After launching the model, users send a request as usual. Refer to other documentation pages on how to request a particular input/output modality, such as examples/online_serving/text_to_image/openai_chat_client.py.

Configuration Reference¶

`--diffusers-load-kwargs`¶

Passed as-is to DiffusionPipeline.from_pretrained().

This is suitable for model-specific configurations not available through the vLLM-Omni interface. For example: --diffusers-load-kwargs '{"use_safetensors": true}'.

When a parameter is available in the vLLM-Omni interface, it will be adapted here. But if that parameter is simultaneously set in both the vLLM-Omni interface and diffusers_load_kwargs, the latter will take precedence.

`--diffusers-call-kwargs`¶

Passed to pipeline.__call__().

This is suitable for sampling parameters not available through the vLLM-Omni interface (such as online serving payloads).

When a parameter is available in the vLLM-Omni interface, it will be adapted here. But if that parameter is simultaneously set in both the vLLM-Omni interface and diffusers_call_kwargs, the former will take precedence (because it is set at request time).

Note

In vLLM-Omni, the default values for some sampling parameters may be different from diffusers. Consider referring to OmniDiffusionSamplingParams for the default sampling parameters in the vLLM-Omni interface, and the corresponding diffusers pipeline's __call__ function documentation.

Quantization¶

Use diffusers_load_kwargs for Diffusers-native quantization options. If diffusers_load_kwargs["quantization_config"] is provided as a dictionary, the diffusers backend builds a Diffusers quantization config and lets Diffusers validate it before calling DiffusionPipeline.from_pretrained().

The diffusers backend also provides a small compatibility shortcut for vLLM-Omni quantization configs when diffusers_load_kwargs does not already contain quantization_config. Currently this maps online/dynamic fp8 and online/dynamic int8 to Diffusers/TorchAO dynamic quantization for transformer components such as transformer or transformer_2. This path requires torchao to be installed.

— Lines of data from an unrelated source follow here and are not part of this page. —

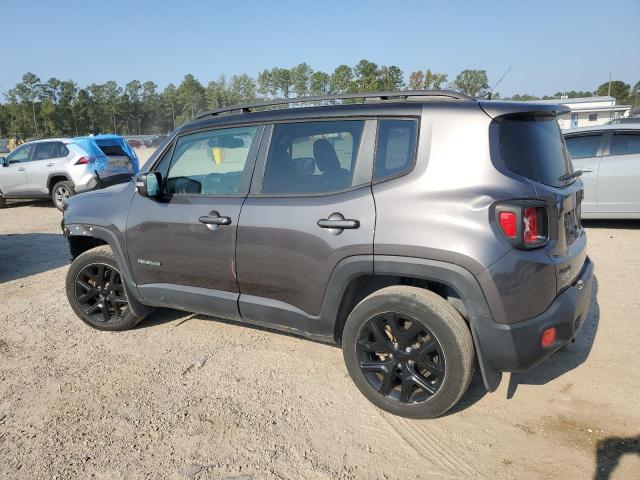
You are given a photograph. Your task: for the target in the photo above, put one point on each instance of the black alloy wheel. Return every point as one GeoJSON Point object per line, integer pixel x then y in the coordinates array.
{"type": "Point", "coordinates": [100, 293]}
{"type": "Point", "coordinates": [400, 357]}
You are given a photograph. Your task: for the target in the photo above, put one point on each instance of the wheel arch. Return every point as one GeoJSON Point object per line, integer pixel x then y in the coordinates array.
{"type": "Point", "coordinates": [357, 277]}
{"type": "Point", "coordinates": [84, 237]}
{"type": "Point", "coordinates": [56, 177]}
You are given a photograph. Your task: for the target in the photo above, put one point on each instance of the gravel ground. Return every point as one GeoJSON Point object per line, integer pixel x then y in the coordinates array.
{"type": "Point", "coordinates": [188, 396]}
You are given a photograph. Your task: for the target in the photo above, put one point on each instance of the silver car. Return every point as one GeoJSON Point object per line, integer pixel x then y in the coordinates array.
{"type": "Point", "coordinates": [609, 156]}
{"type": "Point", "coordinates": [60, 167]}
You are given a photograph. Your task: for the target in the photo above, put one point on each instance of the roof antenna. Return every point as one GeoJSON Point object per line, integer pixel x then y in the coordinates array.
{"type": "Point", "coordinates": [490, 92]}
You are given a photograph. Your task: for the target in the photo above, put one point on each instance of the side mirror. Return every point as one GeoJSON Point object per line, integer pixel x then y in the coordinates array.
{"type": "Point", "coordinates": [149, 184]}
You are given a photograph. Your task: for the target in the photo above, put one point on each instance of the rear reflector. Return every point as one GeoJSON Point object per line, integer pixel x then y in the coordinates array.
{"type": "Point", "coordinates": [530, 225]}
{"type": "Point", "coordinates": [548, 336]}
{"type": "Point", "coordinates": [508, 223]}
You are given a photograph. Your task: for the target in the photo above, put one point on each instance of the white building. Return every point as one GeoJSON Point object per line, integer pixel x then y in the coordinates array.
{"type": "Point", "coordinates": [589, 111]}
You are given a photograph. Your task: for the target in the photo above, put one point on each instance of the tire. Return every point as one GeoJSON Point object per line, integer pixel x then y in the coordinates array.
{"type": "Point", "coordinates": [93, 269]}
{"type": "Point", "coordinates": [61, 192]}
{"type": "Point", "coordinates": [430, 359]}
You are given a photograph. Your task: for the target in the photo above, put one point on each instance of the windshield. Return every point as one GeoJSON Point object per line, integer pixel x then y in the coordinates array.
{"type": "Point", "coordinates": [532, 146]}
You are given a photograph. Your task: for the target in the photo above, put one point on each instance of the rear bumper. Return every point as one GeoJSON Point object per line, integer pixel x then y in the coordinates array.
{"type": "Point", "coordinates": [517, 347]}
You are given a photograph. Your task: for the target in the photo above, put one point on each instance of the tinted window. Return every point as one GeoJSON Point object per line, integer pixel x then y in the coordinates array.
{"type": "Point", "coordinates": [211, 163]}
{"type": "Point", "coordinates": [624, 144]}
{"type": "Point", "coordinates": [533, 147]}
{"type": "Point", "coordinates": [395, 148]}
{"type": "Point", "coordinates": [43, 151]}
{"type": "Point", "coordinates": [584, 145]}
{"type": "Point", "coordinates": [20, 154]}
{"type": "Point", "coordinates": [315, 157]}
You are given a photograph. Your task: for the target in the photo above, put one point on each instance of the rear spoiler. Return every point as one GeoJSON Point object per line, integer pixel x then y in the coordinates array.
{"type": "Point", "coordinates": [499, 109]}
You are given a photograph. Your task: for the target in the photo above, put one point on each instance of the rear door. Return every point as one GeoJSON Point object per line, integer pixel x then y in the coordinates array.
{"type": "Point", "coordinates": [619, 174]}
{"type": "Point", "coordinates": [182, 247]}
{"type": "Point", "coordinates": [13, 177]}
{"type": "Point", "coordinates": [312, 208]}
{"type": "Point", "coordinates": [46, 159]}
{"type": "Point", "coordinates": [586, 153]}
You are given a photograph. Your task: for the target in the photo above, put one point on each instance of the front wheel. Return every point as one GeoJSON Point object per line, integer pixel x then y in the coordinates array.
{"type": "Point", "coordinates": [61, 192]}
{"type": "Point", "coordinates": [96, 293]}
{"type": "Point", "coordinates": [408, 351]}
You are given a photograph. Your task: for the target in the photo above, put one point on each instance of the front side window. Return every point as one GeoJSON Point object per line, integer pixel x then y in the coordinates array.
{"type": "Point", "coordinates": [20, 154]}
{"type": "Point", "coordinates": [211, 163]}
{"type": "Point", "coordinates": [312, 157]}
{"type": "Point", "coordinates": [584, 146]}
{"type": "Point", "coordinates": [625, 144]}
{"type": "Point", "coordinates": [395, 148]}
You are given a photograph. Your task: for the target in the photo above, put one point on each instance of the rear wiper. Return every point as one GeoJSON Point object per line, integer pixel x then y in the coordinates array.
{"type": "Point", "coordinates": [569, 176]}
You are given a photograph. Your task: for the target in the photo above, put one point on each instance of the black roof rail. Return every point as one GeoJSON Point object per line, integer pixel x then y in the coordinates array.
{"type": "Point", "coordinates": [382, 96]}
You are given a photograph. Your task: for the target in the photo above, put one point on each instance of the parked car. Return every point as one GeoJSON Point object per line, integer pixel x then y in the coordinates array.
{"type": "Point", "coordinates": [609, 156]}
{"type": "Point", "coordinates": [61, 167]}
{"type": "Point", "coordinates": [155, 141]}
{"type": "Point", "coordinates": [624, 121]}
{"type": "Point", "coordinates": [419, 231]}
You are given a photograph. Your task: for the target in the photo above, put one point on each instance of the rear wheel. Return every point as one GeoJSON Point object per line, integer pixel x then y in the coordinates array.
{"type": "Point", "coordinates": [96, 293]}
{"type": "Point", "coordinates": [61, 192]}
{"type": "Point", "coordinates": [408, 351]}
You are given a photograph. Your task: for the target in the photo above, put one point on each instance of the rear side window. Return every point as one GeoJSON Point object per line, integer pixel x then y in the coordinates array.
{"type": "Point", "coordinates": [395, 148]}
{"type": "Point", "coordinates": [211, 163]}
{"type": "Point", "coordinates": [584, 146]}
{"type": "Point", "coordinates": [624, 144]}
{"type": "Point", "coordinates": [533, 147]}
{"type": "Point", "coordinates": [312, 157]}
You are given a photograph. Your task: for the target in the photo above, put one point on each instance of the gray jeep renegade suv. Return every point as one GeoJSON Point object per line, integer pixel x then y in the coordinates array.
{"type": "Point", "coordinates": [422, 231]}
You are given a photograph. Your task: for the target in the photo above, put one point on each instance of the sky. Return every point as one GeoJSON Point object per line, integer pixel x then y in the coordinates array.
{"type": "Point", "coordinates": [551, 46]}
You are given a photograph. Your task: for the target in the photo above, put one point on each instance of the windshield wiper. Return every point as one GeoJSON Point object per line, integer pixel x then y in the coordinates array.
{"type": "Point", "coordinates": [569, 176]}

For example, the CLI can request dynamic FP8 through the vLLM-Omni interface:

vllm serve "Qwen/Qwen-Image" \
    --omni \
    --diffusion-load-format diffusers \
    --quantization-config '{"method": "fp8"}'

Other vLLM-Omni quantization methods, such as gguf, modelopt, mxfp4, mxfp8, serialized checkpoints, static FP8 configs, and layer-name skip lists such as ignored_layers, are intentionally not translated by this compatibility shortcut. Use Diffusers-native configuration through diffusers_load_kwargs or a native vLLM-Omni pipeline for those cases.

Attention Backends¶

The diffusers backend converts vLLM-Omni standard of attention backend setting to diffusers standard.

Specifically for FLASH_ATTN, it will first attempt to use FlashAttention-3 and then FlashAttention-2.

For each attempted version of FLASH_ATTN and SAGE_ATTN, it will first try to load the attention backend from HuggingFace kernels library, then without.

For unsuccessful attention selection or TORCH_SDPA, it will use the PyTorch's default attention backend.

The loaded attention backend and the failed attempts (if any) are logged to console.

Model Specific Settings¶

The model loading and inference strictly follows the diffusers library, and they may be different from vLLM-Omni's native interface for some specific models. Users are encouraged to double-check the model pipeline's interface in diffusers' official documentation. Some particular examples are below.

Wan Series¶

The Wan series video generation models takes boundary_ratio and flow_shift during model initialization (ref), not during inference.

Since our OmniDiffusionConfig contains these two values (source), we can directly pass --boundary-ratio and --flow-shift arguments to vllm serve command.

vllm serve "Wan2.2-T2V-A14B-Diffusers" \
    --omni \
    --boundary-ratio 0.875 \
    --flow-shift 3 \
    --diffusion-load-format diffusers

These extra CLI args will be attempted to pass as-is to the OmniDiffusionConfig dataclass and being accessible during model loading time. Special routines inside the pipeline adapter ensures that they are set properly.